Si può quindi affermare che l'evangelista suggerisca questa riflessione: è impossibile trovare Dio nei gesti potenti e straordinari, piuttosto Dio va cercato ogniqualvolta si incontra la rivelazione dell'amore.

Ad assistere alla morte di Gesù sono presenti molte donne. Gli uomini lo avevano già abbandonato da tempo. Le donne sono lì, coraggiose, noncuranti del pericolo che corrono. Tra queste sono presenti alcune (Maria Maddalena, Maria di Giacomo, Salome) che avevano seguito Gesù fin dall'inizio della sua predicazione in Galilea. Esse hanno compreso l'insegnamento di Gesù e, per quanto possono, gli stanno vicine mostrando il loro amore e la loro cura per lui.

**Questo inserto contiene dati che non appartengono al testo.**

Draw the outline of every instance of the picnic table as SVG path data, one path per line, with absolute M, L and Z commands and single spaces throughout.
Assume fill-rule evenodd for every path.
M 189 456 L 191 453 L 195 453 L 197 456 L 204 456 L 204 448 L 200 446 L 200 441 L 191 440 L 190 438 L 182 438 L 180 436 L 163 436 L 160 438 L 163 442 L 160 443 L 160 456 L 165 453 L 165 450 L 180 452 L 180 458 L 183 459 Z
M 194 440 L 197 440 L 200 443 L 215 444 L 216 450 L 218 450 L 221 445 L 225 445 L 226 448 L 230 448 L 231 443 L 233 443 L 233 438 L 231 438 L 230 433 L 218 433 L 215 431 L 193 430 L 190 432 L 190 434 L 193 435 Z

vv.42-47: il racconto della morte di Gesù si conclude con un particolare estremamente interessante. Un uomo di nome Giuseppe si reca da Pilato per chiedergli il permesso di seppellire Gesù. I crocifissi, infatti, erano proprietà di Roma e venivano lasciati per giorni sulla croce come monito per tutti. Alla fine venivano gettati in fosse comuni. Ma quest'uomo, membro del sinedrio, ossia dell'organo politico-religioso che ha deciso di uccidere Gesù, si fa coraggio e va da Pilato. Il governatore si meraviglia del fatto che Gesù sia già morto (erano passate “solo” sei ore!), ma alla fine concede il corpo di Gesù a Giuseppe. In queste righe c'è un elemento importante: un altro uomo si prende cura di Gesù. Perché questo cambiamento?

Marco ci offre un prezioso indizio: Giuseppe era un uomo che attendeva il regno di Dio. Anche lui credeva nella possibilità di qualcosa di nuovo per il mondo, anche lui credeva che l'amore potesse costituire l'alternativa per un mondo più umano, anche lui credeva nell'amore di Dio. Questa sua fede si rianima dopo aver visto la morte di Gesù. Questa morte che sembra la sconfitta dell'amore e il trionfo del male, sta già portando i suoi frutti. Giuseppe abbandona le sue sicurezze e, facendosi coraggio, decide che la cura verso quest'uomo è, in questo momento, più importante dei suoi timori. Prende il corpo di Gesù e lo seppellisce in un sepolcro di sua proprietà, mentre le donne (ancora loro!) stanno a guardare dove il corpo del maestro viene deposto.

A questo punto il silenzio cala su questa drammatica scena. Gesù è nel sepolcro, la sua vita è finita, il male ha vinto e le tenebre ricoprono la terra.

L'evangelista, in questo silenzio, pone una domanda al lettore: se Gesù è morto, allora anche Dio è morto e quindi, che senso ha la storia dell'umanità senza Dio?